Parts per million (or ppm) is defined as miligrams of solute per liter of solution. The first think that stands out is that you must go from mass of solution, which is used in concentration by mass, to volume of solution, or vice versa.

This is done by using the solution's density, which is usually given to you or assumed to be equal to the density of water, ${\text{1 g/cm}}^{3}$.

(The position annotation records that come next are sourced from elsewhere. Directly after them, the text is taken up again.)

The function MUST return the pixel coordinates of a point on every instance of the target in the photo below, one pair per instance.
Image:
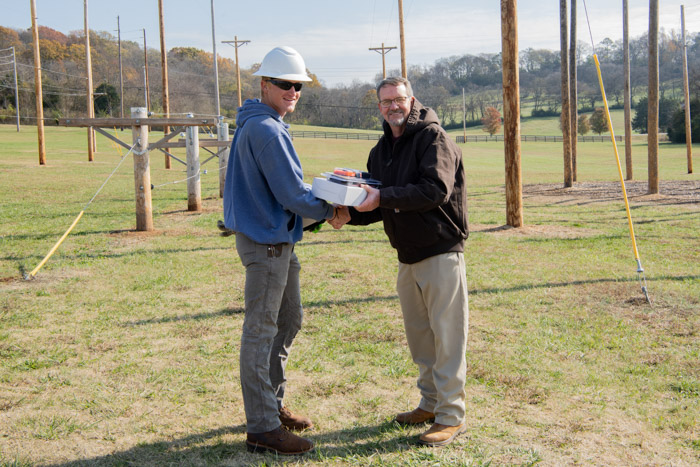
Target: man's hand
(341, 216)
(371, 202)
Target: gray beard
(397, 122)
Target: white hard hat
(283, 63)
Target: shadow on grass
(547, 285)
(199, 449)
(319, 304)
(174, 319)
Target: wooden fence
(459, 139)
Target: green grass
(124, 348)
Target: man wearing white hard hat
(265, 199)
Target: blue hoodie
(265, 196)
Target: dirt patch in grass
(670, 192)
(551, 231)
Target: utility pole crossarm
(236, 43)
(382, 50)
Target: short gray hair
(395, 81)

Here's an example of how you'd calculate concentration by mass using ppm. Let's assume you have $\text{1.0 L}$ of a $\text{1.0 M}$ $\text{NaCl}$ solution and you want to know what is the concentration by mass in ppm of the ${\text{Na}}^{+}$ ion. Since

$N a C {l}_{\left(a q\right)} \to N {a}_{\left(a q\right)}^{+} + C {l}_{\left(a q\right)}^{-}$

you know that you have a $1 : 1$ mole ratio between $\text{NaCl}$ and ${\text{Na}}^{+}$, which means that the number of ${\text{Na}}^{+}$ moles will be equal to the number of $\text{NaCl}$ moles. $\text{1.0 M}$ in $\text{1.0 L}$ means that

C = n/V => n_("NaCl") = C * V = 1.0 * 1.0 = "1.0 moles NaCl"

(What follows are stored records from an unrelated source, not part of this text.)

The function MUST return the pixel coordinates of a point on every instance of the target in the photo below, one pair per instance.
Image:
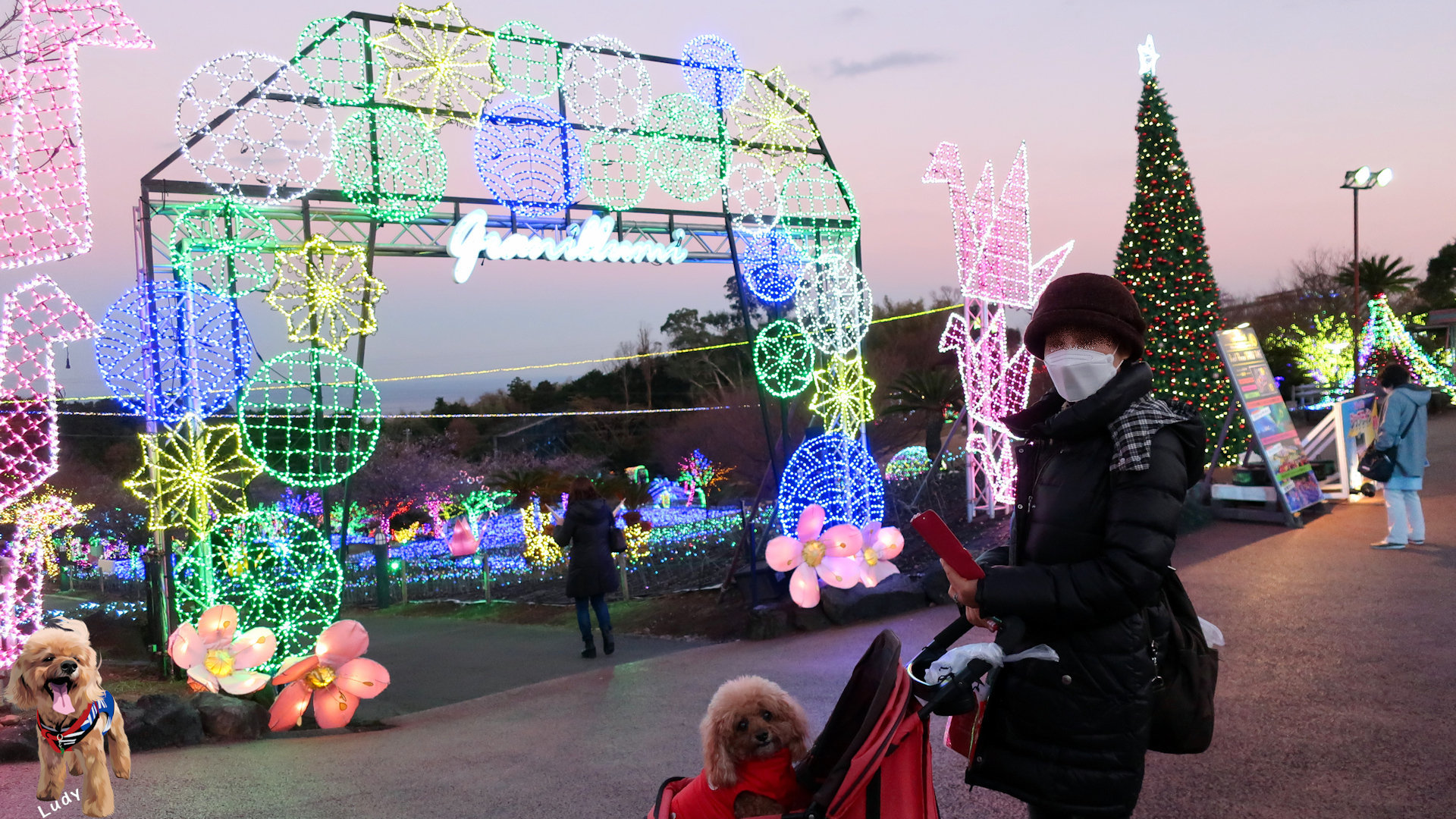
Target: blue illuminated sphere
(836, 472)
(712, 71)
(529, 158)
(772, 264)
(201, 344)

${\text{1.0 moles NaCl" * ("1 mole Na"^(+))/("1 mole NaCl") = "1.0 moles Na}}^{+}$

This will get you to determine how many grams of ${\text{Na}}^{+}$ ions you have

${\text{1.0 moles Na"^(+) * ("23.0 g")/("1 mole Na"^(+)) = "23 g Na}}^{+}$

Now, the density of a $\text{1.0 M}$ $\text{NaCl}$ solution is about $\text{1.05 g/mL}$. This means that your solution weighs

m_("solution") = V * rho = "1000 mL" * "1.05 g/mL" = "1050 g"

Thus, the concentration by mass of the ${\text{Na}}^{+}$ ion will be

"%m" = ("23 g")/("1050 g") * 100 = 2.2%

For ppm, you must go from grams to miligrams for the solute

("23000 mg")/("1.0 L") = "23000 ppm Na"^(+)#